Removing character accents

Avalon Internet web development


Removing Character Accents

A Workaround for Google Maps' Inability to Handle Them

by Beryl Magilavy

Google Maps appears to be unable to accept accented characters, which really cuts into its mapping usefulness in the very many countries whose languages use them.

Until this has been resolved in a future version of Google Maps, I have found that stripping off the accents gets the mapping software working fine. The following PHP function does this. You can see it working by clicking the map link on one of the Private List pages with accents in the address, for instance the page for the hôtel Heidelbach, in Paris, an address on Avenue d'Iéna.

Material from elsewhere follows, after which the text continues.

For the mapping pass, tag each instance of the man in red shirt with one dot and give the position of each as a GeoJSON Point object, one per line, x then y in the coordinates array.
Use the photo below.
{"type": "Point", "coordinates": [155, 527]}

For UTF-8, the function should be modified to use the UTF-8-specific multibyte-string-splitting function at the bottom of the page.

The odd-looking characters are what the preceding multibyte letters look like entered by an ASCII editor. It can be useful to have this collection if your copy of phpMyAdmin refuses to save extended characters properly UTF-8 encoded, even though it seems to be configured to do so. Sometimes it is easiest to use it for changing just one or two words, and having the code reference allows entry of accented characters that will print properly on a UTF-8 page.

Note this is a function instead of a class because of the incompatibility of the object structure between PHP4 and PHP5. It was written to be usable by both.

PHP code: Function removing character accents

function removeAccents($text){//1
	
$a = array("à","á","â","ä","Ã","á","â","ä");
$e = array("è","é","ê","ë","è","é","ê","ë");
$i = array("ì","í","î","ï","ì","Ã-","î","ï");
$o = array("ò","ó","ô","ö","ò","ó","ô","ö");
$u = array("ù","ú","û","ü","ù","ú","û","ü");
$y = array("ý","ý");
$c = array("ç","ç");
$n = array("ñ","ñ");
$changeset = array($a,$e,$i,$o,$u,$y,$c,$n);
$changeto = array("a","e","i","o","u","y","c","n");     

$textarray=mb_str_split($text);//MODIFY TO mb_str_split_UTF8() IF NECESSARY.
$i=0;$j=0;
foreach($textarray as $letter){//2
	foreach($changeset as $accentgroup){//3
		if(in_array($letter,$accentgroup)){//4
			$textarray[$i] = $changeto[$j];continue;
			}//4
		$j++;
		}//3
	$i++;$j=0;
	}//2

return implode("",$textarray);
}//1 END removeAccents()

PHP code: Functions converting multibyte strings to arrays

function mb_str_split($str, $length = 1) {
//FUNCTION COPIED VERBATUM FROM ONE CONTRIBUTED TO THE PHP MANUAL
// BY "ference at super_delete_brose dot co dot uk"
  if ($length < 1) return FALSE;
  $result = array();

  for ($i = 0; $i < mb_strlen($str); $i += $length) {
   $result[] = mb_substr($str, $i, $length);
  }

  return $result;

}

//ABOVE DOES NOT WORK FOR UTF-8 ENCODED STRINGS.
function mb_str_split_UTF8($str, $length = 1) {
  if ($length < 1) return FALSE;
  $result = array();

  for ($i = 0; $i < mb_strlen($str,"UTF-8"); $i += $length) {
   $result[] = mb_substr($str, $i, $length,"UTF-8");
  }

  return $result;
}
published 3 October, 2006